Importa reter que este sermão sobre o
Caminho Médio e as Quatro Nobres Verdades constituem a essência da ILUMINAÇÃO e
é considerado o epítome de todo o ensino de Buda, não reivindicando inspiração
divina para o sermão, mas dando mérito a si próprio com as palavras “descoberto pelo Tatagata”.
Alega-se que o Buda, no seu leito de
morte, disse aos discípulos: “Buscai a
salvação apenas na verdade; não procureis ajuda de ninguém, excepto de vós
mesmos”. Assim, segundo o Buda, a iluminação vem, não de Deus, mas sim de
empenho pessoal em desenvolver raciocínio correcto e boas acções.
Naquela época, esse ensino foi bem
recebido na sociedade indiana, porquanto condenava as gananciosas e corruptas
práticas religiosas promovidas pelos brâmanes hindus, ou casta sacerdotal e
ainda o rígido ascetismo dos jainistas e outros cultos místicos.

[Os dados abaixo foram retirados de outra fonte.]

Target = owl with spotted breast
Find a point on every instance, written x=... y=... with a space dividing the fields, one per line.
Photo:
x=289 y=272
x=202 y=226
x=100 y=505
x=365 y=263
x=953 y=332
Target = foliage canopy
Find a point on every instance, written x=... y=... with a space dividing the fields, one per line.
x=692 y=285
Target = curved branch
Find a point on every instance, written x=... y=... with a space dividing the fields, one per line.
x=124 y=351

Acabou com os
sacrifícios e rituais, as miríades de deuses e deusas, e o fatigante sistema de
castas que dominava e escravizava todos os aspectos da vida das pessoas.
Em suma, prometia libertação a todos os
que se dispusessem a seguir o caminho do Buda.
E assim, o Buda e os cinco bicus saíram a pregar em toda a extensão
do vale do Ganges, e pessoas de todos os níveis e condições sociais tornaram-se
seus discípulos.
Cerca de 200 anos depois da morte de
Buda, o imperador da Índia Asoca adoptou o budismo e deu-lhe apoio estatal,
contribuindo desde então para sua ampliação e influência por todas as
regiões do sudeste asiático e
extremo oriente.
A história regista que o budismo veio
(virtualmente) a desaparecer nesse seu país de origem por volta do século XIII,
e já no século XX tanto na China, como no Tibete e outros países da região,
veio a sofrer sérios reveses por questões políticas, ao passo que nos países do
ocidente o conceito de buscar a “verdade” dentro da própria pessoa parece
exercer um amplo atractivo, e pela sua prática de meditação prover uma
alternativa ao estilo de vida agitada ocidental, lembrando aos “povos ocidentais a dimensão espiritual das
suas vidas”, conforme escreveu o exilado Dalai Lama do Tibete.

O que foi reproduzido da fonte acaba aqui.